Après le temps de l’émotion, voici venir celui de l’action. C’est du moins ce qu’on peut espérer après l’annonce, mercredi, par le président Obama, des premières mesures destinées à réduire la violence causée par les armes à feu aux Etats-Unis. Encore faut-il qu’elles passent l’obstacle d’un Congrès contrôlé par les Républicains pour avoir force de loi, et ce n’est pas gagné. Or, même dans le cas de figure le plus favorable, d’aucuns s’interrogent sur leur efficacité, bien qu’il s’agisse de l’initiative politique la plus ambitieuse en la matière depuis des lustres.

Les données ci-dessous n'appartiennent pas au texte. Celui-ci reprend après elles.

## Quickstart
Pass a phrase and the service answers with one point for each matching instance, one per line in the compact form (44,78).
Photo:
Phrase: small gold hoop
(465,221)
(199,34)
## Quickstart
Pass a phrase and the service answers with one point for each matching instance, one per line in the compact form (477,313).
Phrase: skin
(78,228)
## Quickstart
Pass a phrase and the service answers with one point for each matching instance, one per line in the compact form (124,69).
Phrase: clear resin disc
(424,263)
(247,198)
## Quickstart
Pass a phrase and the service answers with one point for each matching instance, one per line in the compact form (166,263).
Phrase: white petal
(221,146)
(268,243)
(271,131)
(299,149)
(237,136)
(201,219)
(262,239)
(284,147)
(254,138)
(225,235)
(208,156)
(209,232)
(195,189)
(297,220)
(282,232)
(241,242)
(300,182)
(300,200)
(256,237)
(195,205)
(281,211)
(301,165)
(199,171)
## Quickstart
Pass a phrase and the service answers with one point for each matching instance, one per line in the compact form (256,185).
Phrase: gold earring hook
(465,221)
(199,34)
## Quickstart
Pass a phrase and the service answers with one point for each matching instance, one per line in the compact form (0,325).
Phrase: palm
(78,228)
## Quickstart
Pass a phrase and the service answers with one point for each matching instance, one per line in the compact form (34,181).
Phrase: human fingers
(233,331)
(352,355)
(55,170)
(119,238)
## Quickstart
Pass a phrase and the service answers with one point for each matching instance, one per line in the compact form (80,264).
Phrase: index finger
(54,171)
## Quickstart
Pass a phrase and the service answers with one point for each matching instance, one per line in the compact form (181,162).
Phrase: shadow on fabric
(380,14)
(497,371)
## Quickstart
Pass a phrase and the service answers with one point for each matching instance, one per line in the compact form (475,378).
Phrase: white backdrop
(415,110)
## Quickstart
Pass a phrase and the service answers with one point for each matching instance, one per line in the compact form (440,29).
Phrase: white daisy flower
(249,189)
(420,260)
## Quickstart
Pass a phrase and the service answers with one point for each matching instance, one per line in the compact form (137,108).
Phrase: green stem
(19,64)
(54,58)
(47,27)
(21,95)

Certes, personne, et certainement pas Barack Obama, ne croit possible d’empêcher un nouveau Newtown par la seule vertu d’un arsenal juridique renforcé. L’objectif est plus modestement (et cyniquement) de limiter l’étendue d’un éventuel prochain carnage en interdisant notamment les fusils d’assaut et les chargeurs à grande capacité qui permettent de tuer un maximum de gens en un minimum de temps.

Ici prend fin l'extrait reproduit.